Questo passaggio include collegamenti per “intestazione di risposta semplice”, che elenca Controllo della cache, Lingua del contenuto, Tipo di contenuto, Scadenza, Ultima modifica e Pragma. Quindi quelli sono passati. La parte “Intestazioni di Access-Control-Expose-Headers” consente al server remoto di esporre anche altre intestazioni inserendole nell’elenco. Consultare la documentazione del W3C per ulteriori informazioni.

Ricorda che hai una origine – diciamo che è la pagina web che hai caricato nel tuo browser, con qualche po ‘di JavaScript – e lo script sta facendo una richiesta a un’altra origine, che normalmente non è permessa perché il malware può fare cose cattive che modo. Quindi, il browser, eseguendo lo script ed eseguendo le richieste HTTP per suo conto, funge da gatekeeper.

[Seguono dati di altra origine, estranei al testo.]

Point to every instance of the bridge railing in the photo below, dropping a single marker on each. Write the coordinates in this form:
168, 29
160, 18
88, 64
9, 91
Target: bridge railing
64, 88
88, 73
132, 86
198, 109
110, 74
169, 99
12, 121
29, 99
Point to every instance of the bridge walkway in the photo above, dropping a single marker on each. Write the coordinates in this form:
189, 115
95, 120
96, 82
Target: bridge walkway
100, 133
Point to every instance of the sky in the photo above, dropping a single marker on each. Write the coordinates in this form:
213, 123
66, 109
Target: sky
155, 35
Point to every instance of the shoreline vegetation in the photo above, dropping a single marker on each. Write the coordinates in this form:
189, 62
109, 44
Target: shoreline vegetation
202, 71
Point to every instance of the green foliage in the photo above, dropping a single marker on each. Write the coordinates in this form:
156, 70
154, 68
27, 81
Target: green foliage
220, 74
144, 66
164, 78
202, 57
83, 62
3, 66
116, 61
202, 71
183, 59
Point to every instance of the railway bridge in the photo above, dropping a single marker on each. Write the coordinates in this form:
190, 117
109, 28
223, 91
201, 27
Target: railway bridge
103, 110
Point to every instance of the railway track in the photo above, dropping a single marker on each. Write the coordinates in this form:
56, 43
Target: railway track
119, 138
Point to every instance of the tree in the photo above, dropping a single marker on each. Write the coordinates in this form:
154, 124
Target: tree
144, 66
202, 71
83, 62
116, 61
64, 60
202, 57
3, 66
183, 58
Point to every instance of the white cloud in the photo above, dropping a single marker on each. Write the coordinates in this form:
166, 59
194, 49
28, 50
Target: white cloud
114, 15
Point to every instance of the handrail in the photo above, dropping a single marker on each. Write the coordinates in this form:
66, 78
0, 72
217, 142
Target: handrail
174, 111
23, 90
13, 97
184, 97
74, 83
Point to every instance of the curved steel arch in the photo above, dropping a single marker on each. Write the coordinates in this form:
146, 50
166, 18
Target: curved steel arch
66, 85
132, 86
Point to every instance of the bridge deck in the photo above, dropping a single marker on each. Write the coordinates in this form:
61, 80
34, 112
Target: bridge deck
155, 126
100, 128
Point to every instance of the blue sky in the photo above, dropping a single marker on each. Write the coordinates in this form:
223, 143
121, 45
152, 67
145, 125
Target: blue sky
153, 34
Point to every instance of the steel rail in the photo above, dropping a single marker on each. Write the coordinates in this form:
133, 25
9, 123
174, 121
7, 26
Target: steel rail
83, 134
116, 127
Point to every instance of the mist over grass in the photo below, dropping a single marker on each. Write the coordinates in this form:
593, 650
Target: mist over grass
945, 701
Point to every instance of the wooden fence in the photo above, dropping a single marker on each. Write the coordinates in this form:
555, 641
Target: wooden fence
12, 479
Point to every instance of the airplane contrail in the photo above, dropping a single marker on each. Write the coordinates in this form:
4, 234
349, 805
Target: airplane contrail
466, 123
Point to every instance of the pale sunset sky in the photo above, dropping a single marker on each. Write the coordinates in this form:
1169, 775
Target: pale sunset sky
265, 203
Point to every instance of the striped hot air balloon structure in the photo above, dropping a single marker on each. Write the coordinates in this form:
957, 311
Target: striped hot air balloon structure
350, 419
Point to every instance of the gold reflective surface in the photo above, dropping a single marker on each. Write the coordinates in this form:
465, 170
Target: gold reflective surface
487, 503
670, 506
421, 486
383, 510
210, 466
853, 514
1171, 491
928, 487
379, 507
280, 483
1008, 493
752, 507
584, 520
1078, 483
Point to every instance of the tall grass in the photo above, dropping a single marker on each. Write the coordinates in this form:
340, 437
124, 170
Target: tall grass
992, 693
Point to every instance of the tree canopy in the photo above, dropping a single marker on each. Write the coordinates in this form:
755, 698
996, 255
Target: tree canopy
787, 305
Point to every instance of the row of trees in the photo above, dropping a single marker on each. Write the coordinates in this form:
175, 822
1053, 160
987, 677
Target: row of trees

Il browser esamina la risposta da quel server di “altra origine” e, se non sembra che “partecipi” a CORS – le intestazioni richieste mancano o sono malformate – quindi non ci si può fidare. Non possiamo essere sicuri che lo script eseguito localmente funzioni in buona fede, poiché sembra che stia cercando di contattare server che non si aspettano di essere contattati in questo modo. Il browser certamente non dovrebbe “filtrare” alcuna informazione sensibile da quel server remoto semplicemente passando la sua intera risposta allo script senza filtrare – che sostanzialmente consentirebbe una richiesta di origine incrociata, di sorta. Si presenterebbe una vulnerabilità legata alla divulgazione di informazioni.

Ciò può rendere difficile il debug, ma è un compromesso tra sicurezza e usabilità in cui, dal momento che l’utente è uno sviluppatore in questo contesto, la sicurezza ha una priorità significativa.